With stock markets collapsing amid the global economic turmoil, investors are losing faith in equities and have pulled out as much as $72 billion from stock funds in October alone.
According to the Wall Street Journal, one of the characteristics of the long market downturns in the 1930s and the 1970s has returned and rank-and-file investors (retail investors) are losing faith in stocks and have pulled out record sums from equity schemes of mutual funds.
Citing data from the Investment Company Institute, a mutual fund trade group, the Wall Street Journal report stated that investors pulled out a record $72 billion from stock funds in October alone.
However, more recent figures are not available but mutual-fund companies say withdrawals have remained heavy.
It further stated that if history was any guide, the funds are unlikely to return quickly.
The WSJ report said that individual investors arguably form the bedrock of the market, but it's difficult to exactly know about their stock holding as they own equities through mutual funds, retirement accounts and other vehicles.
Citing data from Birinyi Associates in Westport, Conn, the report added that once retirement accounts are factored in, individual investors probably account for half or more of entire stock holdings in the US.
Besides, the discomfort with stocks among investors has been growing for years, since the 2000 selloff of dotcom shares.
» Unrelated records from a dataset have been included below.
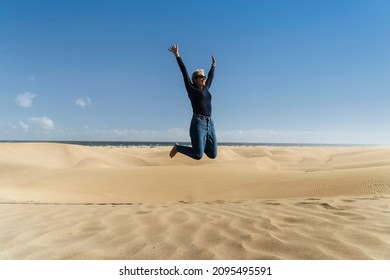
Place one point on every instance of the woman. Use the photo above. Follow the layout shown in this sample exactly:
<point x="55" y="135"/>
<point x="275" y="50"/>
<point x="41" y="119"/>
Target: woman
<point x="202" y="132"/>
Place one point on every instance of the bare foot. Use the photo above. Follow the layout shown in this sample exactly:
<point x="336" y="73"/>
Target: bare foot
<point x="173" y="151"/>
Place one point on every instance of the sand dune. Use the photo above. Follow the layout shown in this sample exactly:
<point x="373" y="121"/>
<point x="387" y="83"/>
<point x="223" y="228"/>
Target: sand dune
<point x="75" y="202"/>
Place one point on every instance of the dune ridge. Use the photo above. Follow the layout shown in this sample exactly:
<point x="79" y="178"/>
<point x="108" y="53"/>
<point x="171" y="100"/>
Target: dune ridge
<point x="75" y="202"/>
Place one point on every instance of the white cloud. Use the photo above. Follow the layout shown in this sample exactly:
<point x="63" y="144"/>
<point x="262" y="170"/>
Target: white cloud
<point x="84" y="102"/>
<point x="25" y="99"/>
<point x="42" y="122"/>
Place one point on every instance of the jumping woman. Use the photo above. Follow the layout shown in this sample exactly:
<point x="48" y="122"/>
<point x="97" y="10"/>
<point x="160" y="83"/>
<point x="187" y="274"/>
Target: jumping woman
<point x="202" y="132"/>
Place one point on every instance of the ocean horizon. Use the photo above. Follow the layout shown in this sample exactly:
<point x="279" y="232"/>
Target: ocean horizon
<point x="167" y="143"/>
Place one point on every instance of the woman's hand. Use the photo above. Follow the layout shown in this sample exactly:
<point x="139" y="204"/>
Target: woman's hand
<point x="175" y="50"/>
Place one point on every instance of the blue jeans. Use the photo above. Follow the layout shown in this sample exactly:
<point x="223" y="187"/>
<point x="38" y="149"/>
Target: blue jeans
<point x="203" y="138"/>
From 2002 to 2005-end, investors put an average of $62 billion a year in US stock mutual funds, less than half the annual level of the previous decade, the WSJ report said.
Since 2006, investors have been pulling money out of US stock funds at a rate of about $40 billion a year, it added.
Meanwhile, individual investors are not the only ones who became sceptical of stocks, many buyers including private-equity firms and hedge funds also appear to be looking beyond stocks.
College endowments and hedge funds, for example, have in recent years funnelled more money into alternative channels such as real estate, commodities, art, and even farms and timberland.